Minimum Index Sum of Two Lists
LeetCode: Minimum Index Sum of Two Lists
Problem:
Suppose Andy and Doris want to choose a restaurant for dinner, and they both have a list of favorite restaurants represented by strings.
You need to help them find out their common interest with the least list index sum.
If there is a choice tie between answers, output all of them with no order requirement.
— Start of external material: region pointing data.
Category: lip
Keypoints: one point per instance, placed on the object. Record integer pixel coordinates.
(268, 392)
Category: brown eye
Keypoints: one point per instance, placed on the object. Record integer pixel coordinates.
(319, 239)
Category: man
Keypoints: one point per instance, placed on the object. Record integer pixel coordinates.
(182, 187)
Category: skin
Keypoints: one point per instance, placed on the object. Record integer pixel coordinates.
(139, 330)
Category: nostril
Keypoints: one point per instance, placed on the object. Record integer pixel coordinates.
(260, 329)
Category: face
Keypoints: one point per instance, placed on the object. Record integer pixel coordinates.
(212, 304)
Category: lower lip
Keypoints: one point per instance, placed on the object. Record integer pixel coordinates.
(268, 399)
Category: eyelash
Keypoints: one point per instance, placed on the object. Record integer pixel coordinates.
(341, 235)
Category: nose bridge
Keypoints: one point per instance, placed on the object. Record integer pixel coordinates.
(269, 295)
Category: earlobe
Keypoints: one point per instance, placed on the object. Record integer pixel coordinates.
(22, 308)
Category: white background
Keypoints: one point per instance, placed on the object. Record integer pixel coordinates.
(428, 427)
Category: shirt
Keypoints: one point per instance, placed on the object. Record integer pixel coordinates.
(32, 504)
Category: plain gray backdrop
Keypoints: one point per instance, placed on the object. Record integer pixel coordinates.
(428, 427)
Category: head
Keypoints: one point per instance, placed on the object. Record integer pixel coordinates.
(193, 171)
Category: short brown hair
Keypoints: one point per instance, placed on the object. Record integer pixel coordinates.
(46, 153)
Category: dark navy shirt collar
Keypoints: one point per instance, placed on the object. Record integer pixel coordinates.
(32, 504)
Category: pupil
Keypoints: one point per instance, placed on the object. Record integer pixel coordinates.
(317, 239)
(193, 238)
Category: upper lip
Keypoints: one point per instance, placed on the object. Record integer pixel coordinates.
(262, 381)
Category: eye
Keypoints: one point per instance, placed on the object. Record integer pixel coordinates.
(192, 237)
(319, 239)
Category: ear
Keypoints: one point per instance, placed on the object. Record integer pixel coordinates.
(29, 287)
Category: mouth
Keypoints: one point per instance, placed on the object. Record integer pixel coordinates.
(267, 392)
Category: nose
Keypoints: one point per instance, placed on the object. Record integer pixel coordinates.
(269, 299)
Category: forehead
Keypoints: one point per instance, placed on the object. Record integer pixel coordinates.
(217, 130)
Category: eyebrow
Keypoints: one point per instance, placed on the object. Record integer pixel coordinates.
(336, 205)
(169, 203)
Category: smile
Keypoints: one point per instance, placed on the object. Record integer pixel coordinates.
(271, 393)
You could assume there always exists an answer.
- Note:
1. The length of both lists will be in the range of [1, 1000].
2. The length of strings in both lists will be in the range of [1, 30].
3. The index is starting from 0 to the list length minus 1.
4. No duplicates in both lists.
- Examples:
Input:
["Shogun", "Tapioca Express", "Burger King", "KFC"]
["Piatti", "The Grill at Torrey Pines", "Hungry Hunter Steakhouse", "Shogun"]
Output: ["Shogun"]
Explanation: The only restaurant they both like is "Shogun".
Input:
["Shogun", "Tapioca Express", "Burger King", "KFC"]
["KFC", "Shogun", "Burger King"]
Output: ["Shogun"]
Explanation: The restaurant they both like and have the least index sum is "Shogun" with index sum 1 (0+1).
- Analysis:
Use a hashmap to count the index of one of the input lists.
Use the hashmap to get the minimal index sum of the common string of both strings of lists.
- Code - Java:
class Solution {
public String[] findRestaurant(String[] list1, String[] list2) {
Map<String, Integer> indexes = new HashMap<String, Integer>();
int len1 = list1.length;
int len2 = list2.length;
for (int i = 0; i < len1; i++) {
indexes.put(list1[i], i);
}
List<String> list = new ArrayList<String>();
int sum = len1 + len2 - 2;
for (int i = 0; i < len2; i++) {
int count = indexes.getOrDefault(list2[i], -1);
if (count == -1) {
continue;
}
int temp = count + i;
if (temp < sum) {
list.clear();
sum = temp;
list.add(list2[i]);
} else if (temp == sum) {
list.add(list2[i]);
}
}
int size = list.size();
String[] results = new String[size];
for (int i = 0; i < size; i++) {
results[i] = list.get(i);
}
return results;
}
}
- Code - C++:
class Solution {
public:
vector<string> findRestaurant(vector<string>& list1, vector<string>& list2) {
map<string, int> indexes;
int len1 = list1.size();
int len2 = list2.size();
for (int i = 0; i < len1; i++) {
indexes.insert(pair<string, int>(list1[i], i));
}
vector<string> list;
int sum = len1 + len2 - 2;
for (int i = 0; i < len2; i++) {
if (indexes.find(list2[i]) != indexes.end()) {
int temp = indexes[list2[i]] + i;
if (temp < sum) {
list.clear();
sum = temp;
list.push_back(list2[i]);
} else if (temp == sum) {
list.push_back(list2[i]);
}
}
}
return list;
}
};
- Code - Python:
class Solution(object):
def findRestaurant(self, list1, list2):
"""
:type list1: List[str]
:type list2: List[str]
:rtype: List[str]
"""
indexes = {}
len1, len2 = len(list1), len(list2)
for i in range(len1):
indexes[list1[i]] = i
result = []
minVal = len1 + len2 - 2
for i in range(len2):
if list2[i] in indexes:
temp = indexes[list2[i]] + i
if temp < minVal:
del result[:]
minVal = temp
result.append(list2[i])
elif temp == minVal:
result.append(list2[i])
return result
Time Complexity: O(N + M), N is the size of one of the input list as A, M is the other as B.
Space Complexity: O(N), N is the size of the input list as A